23. 23. The method of claim 20, wherein the biologic DMARD is a tumor necrosis factor (TNF) inhibitor.
24. 24. The method of claim 20, wherein the biologic DMARD is combined with an NSAID and/or with methotrexate.
25. 25. The method of claim 20, wherein the JAK inhibitor is selected from tofacitinib (Xeljanz and Xeljanz XR), baricitinib (Olumiant), and upadacitinib (Rinvoq).
26. 26. The method of claim 15, wherein the disease modifying agent for treating RA is an IL-17 antibody or an IL17RD blocking antibody.
27. 27. A circulating pre -inflammatory mesenchymal (PRIME) cell characterized as a CD45-CD31- PDPN+ cell, wherein the presence of the cell in peripheral blood is indicative or predictive of an impending RA flare.
28. 28. The PRIME cell of claim 27, which additionally expresses IL17RD and is IL17RD+.
29. 29. A method of predicting an impending RA flare comprising evaluating a blood sample from a patient for the presence of a PRIME cell characterized as a CD45-CD31-PDPN+ cell, wherein the presence of detectable PRIME cells in peripheral blood in a patient predicts an impending RA flare in the patient.
30. 30. The method of claim 29, further evaluating for the presence of IL17RD on a CD45-CD31- PDPN+ cell.
31. 31. A method for evaluating and treating an impending flare in an RA patient comprising evaluating the peripheral blood of a patient for the presence of a PRIME cell characterized as a CD45- CD31-PDPN+IL17RD+ cell and treating a patient that is positive for PRIME cells in their peripheral blood with a disease modifying agent for RA.

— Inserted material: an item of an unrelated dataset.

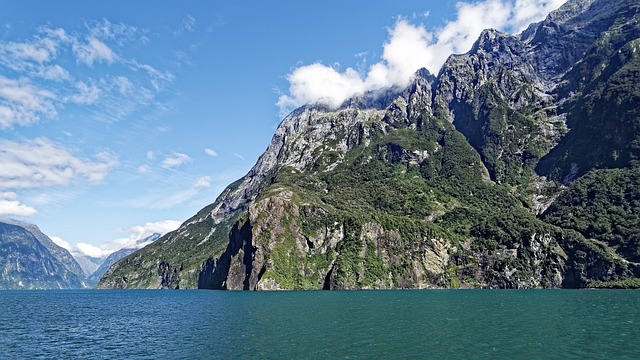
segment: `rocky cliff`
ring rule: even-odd
[[[57,247],[50,239],[50,243],[42,241],[45,238],[48,239],[34,225],[22,227],[0,222],[0,289],[86,287],[78,264],[61,256],[66,250]],[[75,266],[69,265],[74,263]],[[80,275],[72,270],[79,270]]]
[[[245,177],[99,287],[639,285],[637,242],[619,237],[640,229],[592,215],[640,203],[564,195],[585,174],[606,183],[601,168],[640,185],[639,8],[572,0],[518,36],[484,31],[406,89],[295,110]]]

32. 32. The method of claim 31, wherein the patient is treated with an IL-17 or IL-17RD antibody.
33. 33. The method of claim 32, wherein the patient is further treated with an anti-inflammatory agent and/or an immune modulating agent.
34. 34. A set of RNA or protein markers for evaluating and predicting an impending RA flare in a patient comprising the markers selected from: (i) markers selected from COL1A2, COL5A1, COL16A1, COL14A1, COL4A2, PXDN, ST5, DCLK1, SCARA5, EGFR, EGR1, ZFHX4, COL3A1, COMP, FNDC1, GALNT15, SULF1, GPX8 and IGFBP6 as set out in Table 5; (ii) markers selected from COL1A2, COL5A1, COL16A1, COL14A1, COL4A2, PXDN, ST5, DCLK1, SCARA5, EGFR, EGR1 and ZFHX4 as set out in Table 9; (iii) a subset of at least 20 markers from the AC2 markers provided in Table 7; and (iv) a subset of at least 20 markers from the AC3 markers provided in Table 8.
35. 35. The marker set of claim 34, wherein the subset of AC2 markers comprises naïve B cell gene markers and markers of developmental pathways for naïve B cells and leukocytes.
36. 36. The marker set of claim 34, wherein the subset of AC3 markers comprises markers of cartilage morphogenesis, endochondral bone growth, extracellular matrix organization and sublining fibroblasts.
37. 37. A system or kit for predicting an impending RA flare comprising a set of markers of claim 34 or a set of probes and/or antibodies for evaluating a set of markers of claim 34.
38. 38. The system or kit of claim 37, which further comprises a means for collection of the patient’s blood by fingerstick.